Grammar Gurus: Pronoun Rules Can Bend With Gender
The Associated Press made news right here in Tampa Bay recently, when leaders announced at the American Society of Copy Editors convention a change to a longtime piece of language.
The news: It’s now okay to use the singular term ‘they’ in limited cases for people who don’t use gendered pronouns.
This is a big deal for people who see themselves as neither all-male nor all-female, but some of both. They call themselves "non-binary."
One speaker at a recent LGBT (lesbian, gay, bisexual, or transgender) youth leadership summit in St. Petersburg explained that it is annoying to continually be referred to by a pronoun that feels wrong.
“It’s not like you are verbally harassing me, right? It’s not like you’re trying to hurt my feelings or belittle me for who I am,” said Dan Merewether. “But it’s just like a mosquito bite. One’s fine. Two or three even is fine.
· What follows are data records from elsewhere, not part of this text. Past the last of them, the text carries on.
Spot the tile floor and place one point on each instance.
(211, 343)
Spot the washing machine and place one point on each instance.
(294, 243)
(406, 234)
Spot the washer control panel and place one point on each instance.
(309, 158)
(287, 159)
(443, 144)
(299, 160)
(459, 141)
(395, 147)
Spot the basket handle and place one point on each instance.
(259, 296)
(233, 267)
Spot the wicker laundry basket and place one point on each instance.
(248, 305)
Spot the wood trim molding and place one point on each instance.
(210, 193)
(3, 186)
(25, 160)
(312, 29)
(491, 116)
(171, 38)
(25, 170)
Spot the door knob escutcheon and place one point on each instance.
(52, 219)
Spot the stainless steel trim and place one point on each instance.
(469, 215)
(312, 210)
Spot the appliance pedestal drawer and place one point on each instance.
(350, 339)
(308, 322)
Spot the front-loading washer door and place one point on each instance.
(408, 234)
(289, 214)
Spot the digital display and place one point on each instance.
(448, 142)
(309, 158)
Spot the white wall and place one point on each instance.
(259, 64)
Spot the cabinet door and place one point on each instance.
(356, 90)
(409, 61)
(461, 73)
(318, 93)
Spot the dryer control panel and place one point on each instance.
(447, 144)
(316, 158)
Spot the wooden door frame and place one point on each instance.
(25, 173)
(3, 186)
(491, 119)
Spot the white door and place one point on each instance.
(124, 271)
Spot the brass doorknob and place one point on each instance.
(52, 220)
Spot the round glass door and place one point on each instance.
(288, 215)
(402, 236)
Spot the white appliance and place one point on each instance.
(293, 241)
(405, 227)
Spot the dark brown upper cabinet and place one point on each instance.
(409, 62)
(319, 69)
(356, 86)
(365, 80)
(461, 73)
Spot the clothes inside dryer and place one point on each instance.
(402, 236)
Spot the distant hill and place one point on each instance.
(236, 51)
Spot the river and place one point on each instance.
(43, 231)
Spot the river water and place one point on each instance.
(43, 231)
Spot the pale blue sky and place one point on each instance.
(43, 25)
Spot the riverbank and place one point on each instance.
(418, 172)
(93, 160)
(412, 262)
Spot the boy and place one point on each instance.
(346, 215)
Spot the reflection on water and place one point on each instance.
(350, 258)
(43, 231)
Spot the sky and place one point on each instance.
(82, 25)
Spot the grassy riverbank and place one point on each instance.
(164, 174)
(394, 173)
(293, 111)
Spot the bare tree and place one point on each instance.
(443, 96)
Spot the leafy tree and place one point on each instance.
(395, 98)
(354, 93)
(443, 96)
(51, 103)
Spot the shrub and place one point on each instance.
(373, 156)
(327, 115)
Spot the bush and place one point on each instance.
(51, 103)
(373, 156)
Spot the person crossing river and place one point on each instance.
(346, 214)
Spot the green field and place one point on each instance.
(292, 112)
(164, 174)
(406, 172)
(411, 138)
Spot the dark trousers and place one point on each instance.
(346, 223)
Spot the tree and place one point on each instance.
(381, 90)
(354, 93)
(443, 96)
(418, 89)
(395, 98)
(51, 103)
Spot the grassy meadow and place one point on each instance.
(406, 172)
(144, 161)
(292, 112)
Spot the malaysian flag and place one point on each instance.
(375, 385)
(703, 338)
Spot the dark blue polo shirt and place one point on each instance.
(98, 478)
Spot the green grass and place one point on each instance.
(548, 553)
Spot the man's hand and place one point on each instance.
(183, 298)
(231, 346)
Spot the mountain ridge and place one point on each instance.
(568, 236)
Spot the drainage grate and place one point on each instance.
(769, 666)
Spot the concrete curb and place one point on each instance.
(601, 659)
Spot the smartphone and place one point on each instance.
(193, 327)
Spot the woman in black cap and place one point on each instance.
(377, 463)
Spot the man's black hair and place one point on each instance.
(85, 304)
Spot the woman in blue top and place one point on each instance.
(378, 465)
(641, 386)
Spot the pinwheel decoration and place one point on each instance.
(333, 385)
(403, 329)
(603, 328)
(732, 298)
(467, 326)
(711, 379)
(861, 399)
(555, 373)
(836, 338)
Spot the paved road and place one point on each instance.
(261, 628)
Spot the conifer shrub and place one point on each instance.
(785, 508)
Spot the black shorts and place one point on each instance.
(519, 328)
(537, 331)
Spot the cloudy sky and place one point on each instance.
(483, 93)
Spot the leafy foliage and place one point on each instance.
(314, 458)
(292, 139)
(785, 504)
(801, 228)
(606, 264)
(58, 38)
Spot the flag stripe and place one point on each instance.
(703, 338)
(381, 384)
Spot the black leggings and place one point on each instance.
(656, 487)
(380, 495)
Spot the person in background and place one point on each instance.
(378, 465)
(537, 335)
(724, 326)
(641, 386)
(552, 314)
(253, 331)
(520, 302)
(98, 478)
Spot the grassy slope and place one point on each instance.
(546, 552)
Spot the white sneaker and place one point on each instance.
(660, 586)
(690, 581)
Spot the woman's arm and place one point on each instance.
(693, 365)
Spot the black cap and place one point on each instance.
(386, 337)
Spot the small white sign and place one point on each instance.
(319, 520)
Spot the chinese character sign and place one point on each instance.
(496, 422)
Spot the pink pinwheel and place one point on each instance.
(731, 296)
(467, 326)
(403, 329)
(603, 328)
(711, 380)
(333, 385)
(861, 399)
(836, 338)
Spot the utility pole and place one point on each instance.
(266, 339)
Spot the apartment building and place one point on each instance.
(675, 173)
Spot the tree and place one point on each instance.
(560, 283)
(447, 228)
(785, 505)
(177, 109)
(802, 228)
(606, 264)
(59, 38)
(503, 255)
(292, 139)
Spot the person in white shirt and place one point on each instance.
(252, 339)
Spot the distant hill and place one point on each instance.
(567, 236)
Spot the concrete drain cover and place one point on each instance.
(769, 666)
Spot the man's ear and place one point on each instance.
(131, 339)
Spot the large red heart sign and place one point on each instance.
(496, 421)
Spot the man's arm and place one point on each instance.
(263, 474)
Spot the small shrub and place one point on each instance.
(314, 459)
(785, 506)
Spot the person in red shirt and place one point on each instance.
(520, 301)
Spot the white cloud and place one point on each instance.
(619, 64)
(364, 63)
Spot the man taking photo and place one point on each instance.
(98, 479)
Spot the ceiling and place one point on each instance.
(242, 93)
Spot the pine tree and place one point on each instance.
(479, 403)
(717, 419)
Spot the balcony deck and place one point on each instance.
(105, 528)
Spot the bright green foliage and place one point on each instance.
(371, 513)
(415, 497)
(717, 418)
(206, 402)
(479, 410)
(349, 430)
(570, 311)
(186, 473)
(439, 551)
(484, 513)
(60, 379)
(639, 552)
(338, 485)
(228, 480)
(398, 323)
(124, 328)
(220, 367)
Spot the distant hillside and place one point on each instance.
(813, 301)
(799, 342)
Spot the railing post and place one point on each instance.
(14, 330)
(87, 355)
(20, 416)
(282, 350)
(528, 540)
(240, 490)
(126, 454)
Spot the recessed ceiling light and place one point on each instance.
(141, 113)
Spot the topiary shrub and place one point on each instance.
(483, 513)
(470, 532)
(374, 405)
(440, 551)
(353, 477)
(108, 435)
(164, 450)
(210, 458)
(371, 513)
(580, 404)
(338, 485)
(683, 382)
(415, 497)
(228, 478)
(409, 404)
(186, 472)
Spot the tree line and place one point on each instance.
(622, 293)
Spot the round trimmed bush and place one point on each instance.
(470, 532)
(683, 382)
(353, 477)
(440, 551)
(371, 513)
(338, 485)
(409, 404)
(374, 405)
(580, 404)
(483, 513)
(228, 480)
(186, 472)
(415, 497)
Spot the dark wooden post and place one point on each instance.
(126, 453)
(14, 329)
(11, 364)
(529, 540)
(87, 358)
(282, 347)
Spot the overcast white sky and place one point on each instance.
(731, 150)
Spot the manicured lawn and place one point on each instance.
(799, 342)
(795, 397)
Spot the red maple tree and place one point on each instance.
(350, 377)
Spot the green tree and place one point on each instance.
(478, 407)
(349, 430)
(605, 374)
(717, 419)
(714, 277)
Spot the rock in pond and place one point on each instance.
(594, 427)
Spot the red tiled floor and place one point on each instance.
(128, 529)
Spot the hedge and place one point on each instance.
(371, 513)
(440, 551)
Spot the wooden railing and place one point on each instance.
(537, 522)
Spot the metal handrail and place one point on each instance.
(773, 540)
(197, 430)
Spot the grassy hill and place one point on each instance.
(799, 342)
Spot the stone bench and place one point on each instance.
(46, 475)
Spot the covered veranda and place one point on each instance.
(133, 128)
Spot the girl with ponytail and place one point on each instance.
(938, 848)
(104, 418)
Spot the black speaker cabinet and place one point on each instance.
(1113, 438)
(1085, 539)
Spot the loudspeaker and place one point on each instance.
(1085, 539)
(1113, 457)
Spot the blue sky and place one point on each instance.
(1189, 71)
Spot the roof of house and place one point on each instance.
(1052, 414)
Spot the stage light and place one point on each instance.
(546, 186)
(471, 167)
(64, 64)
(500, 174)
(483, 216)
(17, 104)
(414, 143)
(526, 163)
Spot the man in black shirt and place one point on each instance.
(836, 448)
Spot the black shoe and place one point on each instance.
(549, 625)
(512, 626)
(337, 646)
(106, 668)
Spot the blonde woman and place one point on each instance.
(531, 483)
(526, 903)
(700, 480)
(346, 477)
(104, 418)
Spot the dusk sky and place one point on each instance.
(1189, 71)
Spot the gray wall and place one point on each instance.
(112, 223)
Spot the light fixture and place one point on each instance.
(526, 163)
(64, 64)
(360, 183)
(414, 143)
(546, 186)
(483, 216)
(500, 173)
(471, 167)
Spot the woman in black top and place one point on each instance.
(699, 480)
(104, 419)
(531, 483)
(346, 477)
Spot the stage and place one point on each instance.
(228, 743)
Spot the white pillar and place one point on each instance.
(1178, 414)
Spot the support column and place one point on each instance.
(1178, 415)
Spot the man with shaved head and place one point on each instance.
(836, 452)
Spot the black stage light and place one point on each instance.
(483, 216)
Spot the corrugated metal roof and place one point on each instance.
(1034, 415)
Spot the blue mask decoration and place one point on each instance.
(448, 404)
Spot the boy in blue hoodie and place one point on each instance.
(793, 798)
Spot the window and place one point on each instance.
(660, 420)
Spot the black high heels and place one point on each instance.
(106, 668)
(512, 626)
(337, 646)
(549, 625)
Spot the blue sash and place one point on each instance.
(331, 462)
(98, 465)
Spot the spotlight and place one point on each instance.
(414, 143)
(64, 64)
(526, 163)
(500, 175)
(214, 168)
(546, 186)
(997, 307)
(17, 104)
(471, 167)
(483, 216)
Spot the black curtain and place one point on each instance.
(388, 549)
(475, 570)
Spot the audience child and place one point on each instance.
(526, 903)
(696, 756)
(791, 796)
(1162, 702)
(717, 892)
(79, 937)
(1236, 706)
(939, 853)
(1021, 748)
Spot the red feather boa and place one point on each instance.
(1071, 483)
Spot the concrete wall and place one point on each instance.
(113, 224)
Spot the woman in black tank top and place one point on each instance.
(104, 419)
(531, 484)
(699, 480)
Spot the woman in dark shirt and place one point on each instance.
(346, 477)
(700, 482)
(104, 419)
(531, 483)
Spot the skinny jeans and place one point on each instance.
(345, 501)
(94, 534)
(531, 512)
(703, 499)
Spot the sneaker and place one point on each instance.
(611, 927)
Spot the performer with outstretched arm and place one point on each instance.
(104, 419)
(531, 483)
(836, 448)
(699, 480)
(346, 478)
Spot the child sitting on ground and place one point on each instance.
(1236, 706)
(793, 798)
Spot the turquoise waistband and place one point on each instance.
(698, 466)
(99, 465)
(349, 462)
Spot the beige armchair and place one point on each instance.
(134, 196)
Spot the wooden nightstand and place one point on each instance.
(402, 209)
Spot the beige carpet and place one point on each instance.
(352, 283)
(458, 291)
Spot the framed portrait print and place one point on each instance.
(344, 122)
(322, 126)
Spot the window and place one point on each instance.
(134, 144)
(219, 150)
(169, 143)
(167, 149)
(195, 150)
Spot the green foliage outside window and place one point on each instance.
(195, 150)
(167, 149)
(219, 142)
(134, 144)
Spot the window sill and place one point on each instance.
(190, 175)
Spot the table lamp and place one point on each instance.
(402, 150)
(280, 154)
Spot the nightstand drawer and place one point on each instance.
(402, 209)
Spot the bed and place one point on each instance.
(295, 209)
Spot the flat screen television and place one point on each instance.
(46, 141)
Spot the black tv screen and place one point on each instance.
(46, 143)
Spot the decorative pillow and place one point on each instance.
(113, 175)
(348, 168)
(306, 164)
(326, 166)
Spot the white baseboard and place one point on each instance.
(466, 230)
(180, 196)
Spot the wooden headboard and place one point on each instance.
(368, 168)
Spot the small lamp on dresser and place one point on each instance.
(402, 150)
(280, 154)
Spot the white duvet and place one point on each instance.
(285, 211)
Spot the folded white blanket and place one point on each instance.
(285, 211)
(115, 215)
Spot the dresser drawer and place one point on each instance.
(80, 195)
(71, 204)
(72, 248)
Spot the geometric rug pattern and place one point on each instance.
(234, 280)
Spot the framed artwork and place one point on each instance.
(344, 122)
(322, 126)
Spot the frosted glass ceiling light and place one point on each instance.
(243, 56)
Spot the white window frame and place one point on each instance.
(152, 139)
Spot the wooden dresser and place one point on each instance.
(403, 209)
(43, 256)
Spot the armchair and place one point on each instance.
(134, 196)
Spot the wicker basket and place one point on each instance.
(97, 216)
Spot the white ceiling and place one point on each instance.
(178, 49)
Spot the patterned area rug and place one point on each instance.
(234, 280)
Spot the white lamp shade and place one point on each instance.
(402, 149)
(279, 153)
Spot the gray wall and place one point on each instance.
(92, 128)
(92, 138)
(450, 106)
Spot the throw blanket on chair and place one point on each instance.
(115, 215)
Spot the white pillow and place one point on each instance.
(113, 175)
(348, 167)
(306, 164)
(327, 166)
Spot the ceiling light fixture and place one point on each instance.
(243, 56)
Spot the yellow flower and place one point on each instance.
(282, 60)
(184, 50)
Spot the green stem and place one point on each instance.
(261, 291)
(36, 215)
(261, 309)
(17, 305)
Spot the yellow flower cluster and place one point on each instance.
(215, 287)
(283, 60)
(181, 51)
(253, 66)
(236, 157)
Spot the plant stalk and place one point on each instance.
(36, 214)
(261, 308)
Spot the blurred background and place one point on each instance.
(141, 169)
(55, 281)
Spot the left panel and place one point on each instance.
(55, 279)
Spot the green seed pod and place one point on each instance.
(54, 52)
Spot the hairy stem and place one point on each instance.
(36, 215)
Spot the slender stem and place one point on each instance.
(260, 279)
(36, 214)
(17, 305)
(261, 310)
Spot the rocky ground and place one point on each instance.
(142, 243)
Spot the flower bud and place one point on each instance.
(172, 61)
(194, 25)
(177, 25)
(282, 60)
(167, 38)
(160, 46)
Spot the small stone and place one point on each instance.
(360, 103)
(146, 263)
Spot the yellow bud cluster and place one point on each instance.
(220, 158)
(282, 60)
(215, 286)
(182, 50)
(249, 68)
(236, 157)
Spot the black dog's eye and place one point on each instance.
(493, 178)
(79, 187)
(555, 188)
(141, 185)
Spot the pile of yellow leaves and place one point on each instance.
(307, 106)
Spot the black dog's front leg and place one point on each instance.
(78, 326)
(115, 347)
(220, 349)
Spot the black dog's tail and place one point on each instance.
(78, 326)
But if you’re getting stung by 1,000 mosquitos all the time, you’re going to go mad.”
And those references in the media have been increasing in the past few years, as coverage of non-binary people and transgender issues become more common, said Kelly McBride of the Poynter Institute for Media Studies.
She said that until now, the AP has followed long-held grammar rules that ‘they,’ ‘them’ and ‘their’ are considered plural pronouns.
“But many people in the transgender community use those pronouns intentionally when referring to an individual because they don’t have a gender assignment, like ‘he’ and ‘she,’ ” McBride said. “Since these stories are becoming so common, a lot of writers have been doing this in their copy, but the AP until now has not allowed it.”
The AP gets to make the decision because, in addition to being a global news gathering organizations, hundreds of newsrooms are members, paying to publish AP articles, McBride said. In order to make that system work, the AP's style manual has become a universal standard that governs everything from how and when to abbreviate the names of states to use of a hyphen.
“AP’s style rules aren’t just about being politically correct or labeling people. They’re really meant to make the language useful and helpful. It’s all about communicating clearly and that’s the AP’s first goal,” McBride said. “But they also want to do it in a way that is sensitive to the people who are the subjects of our news stories.”
Many organizations have been making changes on a case-by-case basis, and the AP style gurus already had conceded in 2013 that it was appropriate to use the gendered pronoun preferred by the individual. For example, when Bruce Jenner transitioned to Caitlyn Jenner, media stories starting referring to Jenner as ‘she,’ as she requested.